Saint-Witz et son environnement
Une colline boisée ceinturée de champs, une ville presque entièrement fondue dans la verdure, voilà ce que le visiteur perçoit de Saint-Witz à son premier passage. Et il ne manque pas de nous dire en nous quittant que nous avons bien de la chance d’habiter un tel endroit.
Une nature toute proche
A Saint-Witz et ses environs, on peut trouver pratiquement tous les
animaux terrestres présents dans la moitié Nord de la France. Tous
les grands animaux sauvages exceptés le lynx et le chat sauvage des
Vosges sont présents dans notre environnement. Il est ainsi courant
pour un cerf partant de la forêt
d’Ermenonville d’arriver, en courant à travers
champs, aux abords boisés de nos propriétés.
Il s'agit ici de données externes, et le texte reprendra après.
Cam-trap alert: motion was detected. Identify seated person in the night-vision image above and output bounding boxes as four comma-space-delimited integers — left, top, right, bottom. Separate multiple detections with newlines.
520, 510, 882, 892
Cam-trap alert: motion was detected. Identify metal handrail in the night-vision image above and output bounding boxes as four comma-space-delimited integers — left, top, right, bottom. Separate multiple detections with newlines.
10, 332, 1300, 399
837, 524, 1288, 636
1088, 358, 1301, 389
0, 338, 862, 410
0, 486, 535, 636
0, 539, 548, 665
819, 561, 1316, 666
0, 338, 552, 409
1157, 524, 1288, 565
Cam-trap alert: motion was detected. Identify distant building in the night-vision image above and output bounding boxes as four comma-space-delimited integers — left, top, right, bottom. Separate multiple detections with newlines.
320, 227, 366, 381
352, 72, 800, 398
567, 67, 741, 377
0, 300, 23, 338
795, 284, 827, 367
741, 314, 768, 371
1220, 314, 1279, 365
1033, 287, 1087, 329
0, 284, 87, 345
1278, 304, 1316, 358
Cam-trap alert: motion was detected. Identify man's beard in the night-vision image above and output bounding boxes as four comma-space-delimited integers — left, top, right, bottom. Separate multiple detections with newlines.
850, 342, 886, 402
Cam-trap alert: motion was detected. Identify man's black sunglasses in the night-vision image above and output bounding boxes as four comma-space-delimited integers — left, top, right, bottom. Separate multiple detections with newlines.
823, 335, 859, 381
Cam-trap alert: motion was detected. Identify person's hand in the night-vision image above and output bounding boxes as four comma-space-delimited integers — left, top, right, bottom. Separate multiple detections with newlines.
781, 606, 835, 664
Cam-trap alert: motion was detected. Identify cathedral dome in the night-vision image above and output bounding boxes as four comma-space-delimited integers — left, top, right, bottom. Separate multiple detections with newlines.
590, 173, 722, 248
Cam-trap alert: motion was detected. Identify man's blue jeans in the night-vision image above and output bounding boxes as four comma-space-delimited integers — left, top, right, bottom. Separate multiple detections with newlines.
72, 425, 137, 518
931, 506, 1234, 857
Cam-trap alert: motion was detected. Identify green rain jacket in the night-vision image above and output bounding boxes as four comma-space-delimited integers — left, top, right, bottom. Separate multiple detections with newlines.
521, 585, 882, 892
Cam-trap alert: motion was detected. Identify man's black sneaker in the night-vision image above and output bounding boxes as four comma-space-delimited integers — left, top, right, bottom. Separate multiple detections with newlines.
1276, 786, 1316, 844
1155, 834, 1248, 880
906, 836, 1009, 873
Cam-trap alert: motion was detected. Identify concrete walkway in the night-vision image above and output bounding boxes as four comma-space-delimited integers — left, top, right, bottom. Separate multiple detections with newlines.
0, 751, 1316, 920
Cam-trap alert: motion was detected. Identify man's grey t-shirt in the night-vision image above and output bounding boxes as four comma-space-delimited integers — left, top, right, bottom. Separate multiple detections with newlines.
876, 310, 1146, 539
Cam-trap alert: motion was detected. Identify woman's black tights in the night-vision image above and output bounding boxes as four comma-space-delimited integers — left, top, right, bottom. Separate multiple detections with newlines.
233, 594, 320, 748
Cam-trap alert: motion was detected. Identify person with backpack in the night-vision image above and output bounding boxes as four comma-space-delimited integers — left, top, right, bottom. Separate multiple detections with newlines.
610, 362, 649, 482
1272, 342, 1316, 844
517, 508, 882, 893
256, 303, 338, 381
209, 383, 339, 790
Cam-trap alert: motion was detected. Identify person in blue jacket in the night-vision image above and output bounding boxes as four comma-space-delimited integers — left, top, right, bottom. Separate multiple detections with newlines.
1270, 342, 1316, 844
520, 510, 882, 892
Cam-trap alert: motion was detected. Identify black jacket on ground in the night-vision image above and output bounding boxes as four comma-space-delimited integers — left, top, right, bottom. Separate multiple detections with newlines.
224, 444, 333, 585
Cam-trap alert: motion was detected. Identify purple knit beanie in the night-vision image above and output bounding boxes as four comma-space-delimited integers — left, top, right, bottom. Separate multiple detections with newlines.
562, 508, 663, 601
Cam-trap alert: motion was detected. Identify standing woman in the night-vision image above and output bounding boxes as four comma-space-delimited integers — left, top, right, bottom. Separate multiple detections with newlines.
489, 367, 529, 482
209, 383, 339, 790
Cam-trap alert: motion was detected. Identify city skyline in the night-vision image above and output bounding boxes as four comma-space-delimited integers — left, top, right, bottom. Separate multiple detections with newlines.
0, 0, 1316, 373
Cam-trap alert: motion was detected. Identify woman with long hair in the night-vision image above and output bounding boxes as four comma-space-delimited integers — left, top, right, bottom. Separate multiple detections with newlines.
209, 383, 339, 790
Quant aux sangliers,
qui abondent, ils font régulièrement des dégâts dans les cultures
avoisinantes.
Plus discrets, car très souvent devenus nocturnes pour éviter
l’Homme, les petits animaux sont aussi plus proches de nous
que l’on ne pourrait le penser. Crapauds, mulots, surmulots,
loirs, écureuils, lapins, lièvres, musaraignes, chauves souris,
hérissons, belettes, fouines, renards sont très présents
dans notre environnement. En fait, ces animaux se sont approprié
des territoires sur ce que nous pensions être nos domaines, et cela
sans tenir compte du découpage cadastral !
Notre terroir, leurs
territoires
Le ver de terre a son territoire, la fourmilière a un domaine
déterminé, le rouge-gorge extrêmement individualiste ne laissera
pas ses congénères investir votre jardin s’il l’occupe
déjà. Mais la colonisation la plus audacieuse, la plus effrontée
opérée par la vie sauvage, c’est celle qui s’est opérée
au Gué Malayé. Sans demander rien à personne, elle a installé ses
chaînes alimentaires, ses cohabitations, ses symbioses dans les
retenues d’eau transformées en étangs et qui n’avaient
été pensées au départ que comme un ouvrage hydraulique. Par leurs
coassements au printemps, les grenouilles vertes ne manquent pas de
nous rappeler qu’elles sont chez elles, chez nous.
Pour terminer rappelons donc à ceux qui veulent contribuer à la
préservation de cette biodiversité, qu’ils peuvent entrer
dans des groupes comme ceux de la Ligue pour la Protection des
Oiseaux ou Noë Conservation propose à tous une implication via
Internet pour le recensement des Papillons.